Впрочем, с начала войны я мало ожидал от нее хорошего, хотя, конечно, такого печального конца с брест-литовским апофеозом, как революция, докатившаяся до большевизма во время военных действий, никак нельзя было ожидать. Уже в начале 1915 года, когда я со своим передовым отрядом Союза городов был в Галиции, на сотни германо-австрийских снарядов мы выпускали десятки, а потом единицы. Снарядов не было. Мы всю зиму проработали в Тарнове на Дунайце под ударами шестнадцатидюймовой «Берты», которая образовывала воронки в десять аршин диаметром, дробила окна, засыпала нас землей и камнями. Несколько раз попадал я под ураганный обстрел (раз со священником Востоковым на Дунайце, раз в Карпатах в Горлице, куда можно было из-за обстрела проникнуть только ночью и где через несколько дней произошел известный горлицкий прорыв, положивший начало всему галицийскому отступлению). И нельзя было в таких случаях показаться не только автомобилю, но и пешим, чтоб не быть забросанными снарядами. А у нас, когда Радко-Дмитриев, командующий 3-й армией, объезжал фронт, то все время только и говорил: «Берегите снаряды!» Невольно сопоставлялось с этим треповское «Патронов не жалеть!» на Дворцовой площади. Радко-Дмитриев, беззаветно храбрый боевой генерал, был принужден это делать, так как снарядов у его армии не было. И так во всем. Не буду здесь перечислять недочеты. Даже малостоящих и простых по производству осветительных ракет у нас в начале войны совсем не было, а австрогерманцы целыми ночами освещали ракетами подступы к своим позициям. И ведь это был их второстепенный фронт! И тогда же я пришел к выводу, что при современной военной технике мы, как более отсталые, не можем победить. Как и Турция, тогда еще огромная страна, не могла в семидесятых годах победить Россию, несмотря на храбрость и выносливость своих солдат и несмотря на многие у нас недочеты. Более культурная Россия не могла в конце концов не сломить отсталой Турции. В современной войне побеждает культурность вообще, в частности развитие промышленности. Виноват не один Сухомлинов, причины более глубокие, их искать надо в русском быте, в русской истории. И по свержении большевиков, чтоб Россия могла занять подобающее ей место, надо будет длительно поднимать до общеевропейского уровня ее промышленность, ее культуру, ее грамотность. Иначе России грозит участь Турции в Европе, то есть она будет оттиснута в Азию.

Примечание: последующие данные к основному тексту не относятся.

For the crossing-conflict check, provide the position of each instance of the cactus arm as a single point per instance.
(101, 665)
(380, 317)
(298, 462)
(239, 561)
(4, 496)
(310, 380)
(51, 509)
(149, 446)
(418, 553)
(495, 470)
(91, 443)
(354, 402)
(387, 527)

Последним я посетил по дороге в Киев отведенный в резерв Кавалергардский полк. Половина его стояла в Знаменке. Командир полка Шипов, племянник Д.Н. Шипова, просил меня посетить и другую половину полка на станции Шепетовка, куда мы с ним проехали в моем вагончике.

Всего за восемнадцать дней пребывания на фронте я произнес речи и вел беседу в тридцати трех частях, не считая бесед с маленькими группами телеграфистов, циклистов, железнодорожников и т. п. Так как приходилось говорить иногда перед многотысячной аудиторией, на ветру, при свежей погоде, то в Москву я приехал без голоса.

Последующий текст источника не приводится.